C’est pourquoi nous vous proposons de voter le présent amendement, qui vise à s'opposer à la filialisation des organismes d’HLM.
Mme la présidente. Quel est l’avis de la commission ?
Mme Dominique Estrosi Sassone, corapporteur. Il s’agit d’un amendement de suppression, sur lequel la commission spéciale a donné un avis défavorable, puisqu'elle a adopté l’article 23 quinquies sans aucune modification.
Je rappellerai simplement que l’interdiction actuelle de cumul des fonctions d’administrateur, de membre du directoire ou de membre de conseil de surveillance pour les organismes d’HLM et leurs filiales dédiées au logement intermédiaire rend presque impossible, aujourd'hui, la création de telles filiales par les organismes d’HLM de taille moyenne.
En levant l’interdiction du cumul des fonctions, l’article 23 quinquies permet de favoriser le développement de filiales dédiées au logement intermédiaire, mais dans un cadre garantissant l’étanchéité nécessaire et financière entre l’organisme d’HLM et sa filiale.
Mme la présidente. Quel est l’avis du Gouvernement ?
Mme Axelle Lemaire, secrétaire d'État. L’avis est défavorable.

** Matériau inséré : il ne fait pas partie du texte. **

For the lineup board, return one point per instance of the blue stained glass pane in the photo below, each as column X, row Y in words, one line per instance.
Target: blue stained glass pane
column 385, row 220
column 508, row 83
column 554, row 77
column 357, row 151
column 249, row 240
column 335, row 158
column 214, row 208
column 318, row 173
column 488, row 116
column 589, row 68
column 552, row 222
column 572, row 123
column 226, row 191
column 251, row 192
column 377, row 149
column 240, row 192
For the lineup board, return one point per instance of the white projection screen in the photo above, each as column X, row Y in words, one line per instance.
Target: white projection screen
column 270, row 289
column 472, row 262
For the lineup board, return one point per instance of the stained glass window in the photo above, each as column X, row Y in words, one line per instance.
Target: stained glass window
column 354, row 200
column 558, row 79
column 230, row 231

Je ne répéterai pas les règles garantissant l’absence de porosité entre les bailleurs et les filiales dans la production de logement social. J’insiste néanmoins sur le fait que les aides à la pierre ne vont pas au logement intermédiaire, et que les communes qui ne font pas les efforts nécessaires pour produire du logement social et rattraper leur retard – c'est-à-dire les communes considérées comme carencées – sont exclues des dispositifs de logement intermédiaire.
La filialisation n’est donc en aucun cas une privatisation du parc social, et c'est même l’inverse ! Elle obéit à une logique de compartimentage qui permet justement de s'assurer, notamment au plan comptable, que la porosité n’est pas possible.

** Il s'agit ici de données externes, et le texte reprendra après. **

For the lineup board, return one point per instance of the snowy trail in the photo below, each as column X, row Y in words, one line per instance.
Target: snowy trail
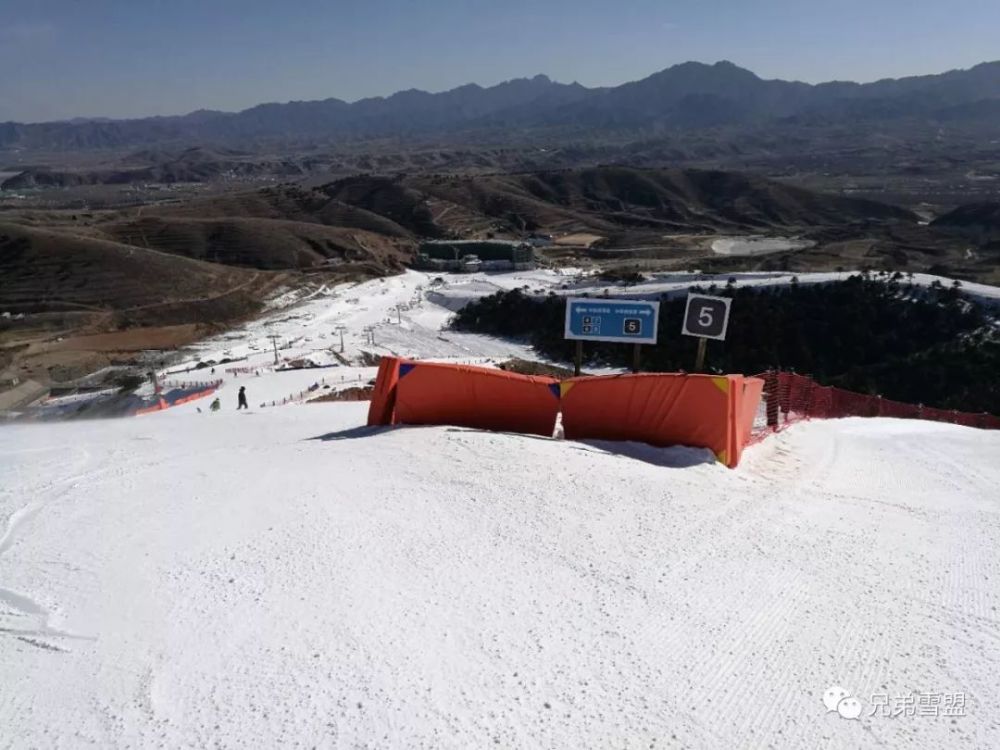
column 290, row 578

L'amendement a pour objet de supprimer l’article 23 quinquies qui, lui-même, supprime l’interdiction d’administrateurs communs entre les organismes d’HLM et leurs filiales. En réalité, monsieur le sénateur, vous et vos collègues du groupe CRC êtes opposés à la filialisation des organismes d’HLM. Les alinéas supprimés portent non pas sur le principe même de la création, par les organismes d’HLM, de filiales, mais uniquement sur le fonctionnement des conseils d'administration, en alignant ce fonctionnement des filiales sur le droit commun des filiales.
Mme la présidente. La parole est à Mme Marie-Noëlle Lienemann, pour explication de vote.
Mme Marie-Noëlle Lienemann. Je crains qu’il n’y ait une confusion entre la SNI et des organismes d’HLM. La SNI est une société d’économie mixte qui peut créer toutes les filiales qu’elle souhaite dans le cadre de son objet. Ainsi, des sociétés d’HLM se rencontrent parmi les filiales de la SNI, notamment en Île-de-France.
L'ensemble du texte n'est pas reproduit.